Desapareció a toda prisa, y regresó sin tardanza con criados para recibir al caballero. Bajaron el puente, salieron a su encuentro, e hincaron la rodilla en la fría tierra rindiéndole así honrosa acogida. Le franquearon la gran puerta; y tras pedirles él que se levantasen, cruzó el puente montado a caballo. Varios criados le sujetaron la silla para que desmontase, y un nutrido grupo de hombres recios se hicieron cargo del caballo, conduciéndole a los establos, mientras bajaban nobles y caballeros, a fin de llevar al huésped a la gran sala. Cuando éste se quitó el yelmo, muchos acudieron presurosos a tomarlo de sus manos, y a servir a hombre tan esforzado, haciéndose también cargo de su espada y su pavés. Saludó él graciosamente a cada uno de ellos, y fueron numerosos los nobles arrogantes que se acercaron a este príncipe, a fin de testimoniarle respeto. Vestido con su armadura, fue conducido a la gran sala donde ardía un fuego de resplandecientes llamas. Entonces, abandonando su cámara el señor de aquellos dominios, bajó cortésmente al encuentro del caballero. Y dijo:

—Sed bienvenido a esta casa, y quedaos el tiempo que gustéis. Disponed de cuanto hay aquí como si fuese enteramente vuestro.

—¡Os doy las gracias! —dijo Gawain—; ¡y que Cristo os premie por esto!
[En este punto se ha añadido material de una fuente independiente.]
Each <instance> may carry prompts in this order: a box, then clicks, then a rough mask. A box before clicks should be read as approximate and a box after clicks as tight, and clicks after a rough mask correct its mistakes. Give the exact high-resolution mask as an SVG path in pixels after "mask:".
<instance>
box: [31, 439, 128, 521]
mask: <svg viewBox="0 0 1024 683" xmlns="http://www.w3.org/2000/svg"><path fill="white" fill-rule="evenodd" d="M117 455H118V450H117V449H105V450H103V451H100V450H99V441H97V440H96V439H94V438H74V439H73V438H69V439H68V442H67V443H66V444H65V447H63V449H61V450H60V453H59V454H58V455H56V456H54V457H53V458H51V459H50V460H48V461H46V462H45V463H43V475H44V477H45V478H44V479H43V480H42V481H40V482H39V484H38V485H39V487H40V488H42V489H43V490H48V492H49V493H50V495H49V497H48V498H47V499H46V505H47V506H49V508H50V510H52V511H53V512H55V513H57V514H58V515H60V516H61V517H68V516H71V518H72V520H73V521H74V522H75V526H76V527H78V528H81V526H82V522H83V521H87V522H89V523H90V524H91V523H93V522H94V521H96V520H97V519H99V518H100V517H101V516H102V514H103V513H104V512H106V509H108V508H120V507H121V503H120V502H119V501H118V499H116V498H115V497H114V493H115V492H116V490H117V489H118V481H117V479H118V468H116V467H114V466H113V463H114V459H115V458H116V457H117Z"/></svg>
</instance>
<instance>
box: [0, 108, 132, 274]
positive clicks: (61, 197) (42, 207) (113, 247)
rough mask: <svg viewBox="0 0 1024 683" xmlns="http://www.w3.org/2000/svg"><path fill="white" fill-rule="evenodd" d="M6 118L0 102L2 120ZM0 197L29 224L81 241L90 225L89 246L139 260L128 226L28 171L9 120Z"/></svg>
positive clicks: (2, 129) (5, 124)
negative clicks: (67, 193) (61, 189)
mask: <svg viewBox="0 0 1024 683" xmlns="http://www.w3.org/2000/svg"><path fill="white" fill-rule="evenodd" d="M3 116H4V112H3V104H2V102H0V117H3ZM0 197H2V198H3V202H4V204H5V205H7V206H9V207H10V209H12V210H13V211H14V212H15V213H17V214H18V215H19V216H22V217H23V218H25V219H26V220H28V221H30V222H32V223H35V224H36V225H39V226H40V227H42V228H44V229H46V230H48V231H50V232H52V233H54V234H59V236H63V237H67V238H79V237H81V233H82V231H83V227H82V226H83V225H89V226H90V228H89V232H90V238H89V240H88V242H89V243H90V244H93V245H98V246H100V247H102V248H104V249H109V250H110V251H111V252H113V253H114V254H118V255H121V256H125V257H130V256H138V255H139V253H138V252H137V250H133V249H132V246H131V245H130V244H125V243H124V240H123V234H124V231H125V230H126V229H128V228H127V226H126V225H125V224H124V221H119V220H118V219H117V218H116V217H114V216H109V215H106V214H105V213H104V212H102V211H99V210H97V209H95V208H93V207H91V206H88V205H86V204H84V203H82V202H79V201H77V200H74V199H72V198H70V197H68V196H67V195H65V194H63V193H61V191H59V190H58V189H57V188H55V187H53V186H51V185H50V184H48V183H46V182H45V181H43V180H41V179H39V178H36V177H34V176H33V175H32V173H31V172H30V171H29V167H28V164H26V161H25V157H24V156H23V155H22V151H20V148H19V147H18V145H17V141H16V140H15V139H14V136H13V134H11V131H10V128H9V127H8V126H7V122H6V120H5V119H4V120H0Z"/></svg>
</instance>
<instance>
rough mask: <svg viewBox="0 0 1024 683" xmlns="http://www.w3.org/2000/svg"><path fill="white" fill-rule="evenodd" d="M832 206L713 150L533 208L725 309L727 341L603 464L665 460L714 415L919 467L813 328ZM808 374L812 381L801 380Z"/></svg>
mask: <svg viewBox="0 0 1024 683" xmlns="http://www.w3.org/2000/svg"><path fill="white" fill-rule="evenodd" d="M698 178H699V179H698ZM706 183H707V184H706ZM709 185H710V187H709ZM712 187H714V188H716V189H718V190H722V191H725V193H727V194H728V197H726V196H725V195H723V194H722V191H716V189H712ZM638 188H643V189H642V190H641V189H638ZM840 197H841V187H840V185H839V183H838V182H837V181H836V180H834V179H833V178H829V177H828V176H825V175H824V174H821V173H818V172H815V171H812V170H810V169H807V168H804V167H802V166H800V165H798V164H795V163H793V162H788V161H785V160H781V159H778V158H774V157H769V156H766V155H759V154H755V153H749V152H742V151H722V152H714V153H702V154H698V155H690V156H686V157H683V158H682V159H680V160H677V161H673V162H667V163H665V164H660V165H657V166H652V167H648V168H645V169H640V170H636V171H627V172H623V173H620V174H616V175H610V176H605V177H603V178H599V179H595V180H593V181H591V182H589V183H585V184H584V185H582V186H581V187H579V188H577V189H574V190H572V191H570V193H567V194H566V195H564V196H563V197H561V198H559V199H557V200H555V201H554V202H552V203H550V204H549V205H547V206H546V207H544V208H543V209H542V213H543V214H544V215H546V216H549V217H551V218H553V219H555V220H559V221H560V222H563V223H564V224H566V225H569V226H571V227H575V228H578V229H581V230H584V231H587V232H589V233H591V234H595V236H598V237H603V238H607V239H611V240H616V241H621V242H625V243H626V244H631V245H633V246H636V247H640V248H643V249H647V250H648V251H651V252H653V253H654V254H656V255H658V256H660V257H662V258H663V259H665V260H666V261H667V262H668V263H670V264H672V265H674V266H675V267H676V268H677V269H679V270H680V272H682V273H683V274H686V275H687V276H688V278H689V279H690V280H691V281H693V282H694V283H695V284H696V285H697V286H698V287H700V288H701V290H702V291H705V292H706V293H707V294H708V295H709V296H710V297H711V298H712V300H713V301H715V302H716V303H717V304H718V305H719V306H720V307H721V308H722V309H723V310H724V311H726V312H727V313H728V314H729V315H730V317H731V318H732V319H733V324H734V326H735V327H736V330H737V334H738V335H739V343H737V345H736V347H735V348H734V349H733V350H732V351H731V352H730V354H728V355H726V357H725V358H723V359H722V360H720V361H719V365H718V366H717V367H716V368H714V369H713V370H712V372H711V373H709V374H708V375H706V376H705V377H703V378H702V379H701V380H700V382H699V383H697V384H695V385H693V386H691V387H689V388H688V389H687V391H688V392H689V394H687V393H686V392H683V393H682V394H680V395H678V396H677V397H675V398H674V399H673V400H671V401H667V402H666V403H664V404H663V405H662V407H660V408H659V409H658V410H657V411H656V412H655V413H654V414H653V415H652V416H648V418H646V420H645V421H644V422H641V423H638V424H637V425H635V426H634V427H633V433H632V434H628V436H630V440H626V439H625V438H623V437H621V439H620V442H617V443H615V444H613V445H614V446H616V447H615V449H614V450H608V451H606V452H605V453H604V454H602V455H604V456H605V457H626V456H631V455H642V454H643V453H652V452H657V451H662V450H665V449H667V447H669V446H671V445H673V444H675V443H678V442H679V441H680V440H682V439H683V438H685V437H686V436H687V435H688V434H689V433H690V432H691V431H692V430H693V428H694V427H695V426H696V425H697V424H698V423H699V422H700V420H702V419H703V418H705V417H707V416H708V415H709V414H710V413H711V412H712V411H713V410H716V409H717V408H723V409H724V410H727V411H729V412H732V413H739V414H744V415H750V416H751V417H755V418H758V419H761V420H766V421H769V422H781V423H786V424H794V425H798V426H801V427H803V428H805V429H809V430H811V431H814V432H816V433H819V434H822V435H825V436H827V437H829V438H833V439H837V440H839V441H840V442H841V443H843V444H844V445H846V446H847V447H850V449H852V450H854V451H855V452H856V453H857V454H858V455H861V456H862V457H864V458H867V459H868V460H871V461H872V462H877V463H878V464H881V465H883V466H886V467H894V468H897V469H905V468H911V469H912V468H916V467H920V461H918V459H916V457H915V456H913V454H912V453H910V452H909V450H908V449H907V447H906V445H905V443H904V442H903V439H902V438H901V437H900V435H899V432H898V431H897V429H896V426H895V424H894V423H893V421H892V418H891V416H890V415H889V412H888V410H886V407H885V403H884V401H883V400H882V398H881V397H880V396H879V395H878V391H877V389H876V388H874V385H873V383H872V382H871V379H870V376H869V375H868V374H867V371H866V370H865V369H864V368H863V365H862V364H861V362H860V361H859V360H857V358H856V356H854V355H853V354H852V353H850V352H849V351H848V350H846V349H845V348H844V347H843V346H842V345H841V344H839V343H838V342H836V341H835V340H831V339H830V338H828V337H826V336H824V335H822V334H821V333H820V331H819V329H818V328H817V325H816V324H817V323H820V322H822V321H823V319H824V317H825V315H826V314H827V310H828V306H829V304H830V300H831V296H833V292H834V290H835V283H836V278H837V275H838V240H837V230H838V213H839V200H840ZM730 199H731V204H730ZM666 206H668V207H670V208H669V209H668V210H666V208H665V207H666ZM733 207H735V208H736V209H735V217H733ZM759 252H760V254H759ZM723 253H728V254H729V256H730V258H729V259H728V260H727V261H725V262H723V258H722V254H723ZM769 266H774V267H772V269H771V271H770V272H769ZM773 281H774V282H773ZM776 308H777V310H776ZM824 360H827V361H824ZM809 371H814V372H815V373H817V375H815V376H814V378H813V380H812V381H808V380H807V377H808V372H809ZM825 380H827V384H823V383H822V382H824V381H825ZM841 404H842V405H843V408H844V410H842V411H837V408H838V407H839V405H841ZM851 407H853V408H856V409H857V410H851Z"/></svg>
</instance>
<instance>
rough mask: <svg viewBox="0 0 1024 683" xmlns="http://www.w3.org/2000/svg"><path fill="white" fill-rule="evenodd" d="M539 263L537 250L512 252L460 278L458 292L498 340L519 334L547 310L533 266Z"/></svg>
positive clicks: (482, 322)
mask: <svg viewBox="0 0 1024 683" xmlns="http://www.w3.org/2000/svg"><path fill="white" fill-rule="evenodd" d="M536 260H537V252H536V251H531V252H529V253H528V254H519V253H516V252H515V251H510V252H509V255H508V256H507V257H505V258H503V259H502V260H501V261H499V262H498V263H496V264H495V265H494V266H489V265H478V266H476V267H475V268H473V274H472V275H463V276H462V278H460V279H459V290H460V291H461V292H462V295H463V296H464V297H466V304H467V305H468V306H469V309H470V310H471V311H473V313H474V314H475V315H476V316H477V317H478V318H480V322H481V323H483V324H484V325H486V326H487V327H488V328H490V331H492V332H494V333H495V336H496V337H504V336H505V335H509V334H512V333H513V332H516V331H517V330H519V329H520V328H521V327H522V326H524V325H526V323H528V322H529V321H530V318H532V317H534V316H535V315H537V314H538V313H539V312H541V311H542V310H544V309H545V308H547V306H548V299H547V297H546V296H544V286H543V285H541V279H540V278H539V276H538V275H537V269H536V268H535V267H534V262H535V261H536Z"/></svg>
Dicho lo cual, los dos hombres se estrecharon en un fuerte abrazo.

36.

Gawain observó con atención al que con tanto calor acababa de saludarle, y comprendió que el castillo contaba con un señor valeroso, muy grande, y en la plenitud de sus fuerzas, de barba ancha y lustrosa, color del pelo del castor, ancho y recio sobre unas piernas robustas, la cara fiera como el fuego, y francas sus palabras: en todo parecía, verdaderamente, príncipe de señores, vasallos muy leales y esforzados. Le condujo este príncipe a una cámara, ordenando que se le asignase un hombre para que lo asistiese en todo, y al punto acudió un nutrido grupo de criados a servirle, los cuales le pasaron a un hermoso aposento en el que había un espléndido lecho: tenía cortinas de sedas costosas con brillantes y dorados galones, colchas primorosamente bordadas y preciosas pieles. Unas anillas de oro corrían las cortinas sobre cordones. Había tapices de Toulouse y de Tharsia en las paredes; y a los pies, en el suelo, finas alfombras tan ricas como aquéllos. Allí fue desvestido el caballero entre charlas alegres, y despojado de su cota de malla y su espléndida armadura. Le fueron traídos ricos vestidos para que él eligiese los mejores. Y tan pronto como hubo escogido uno con amplias faldas que le sentaba muy bien, y se lo hubo puesto, pareció a cuantos le rodeaban que su rostro era una visión de la Primavera, y que sus miembros, debajo, estaban dotados de hermosos y espléndidos matices; de modo que pensaron que jamás había creado Cristo caballero más hermoso. Viniera de donde viniese, le tuvieron por príncipe sin par en el campo donde los hombres se medían.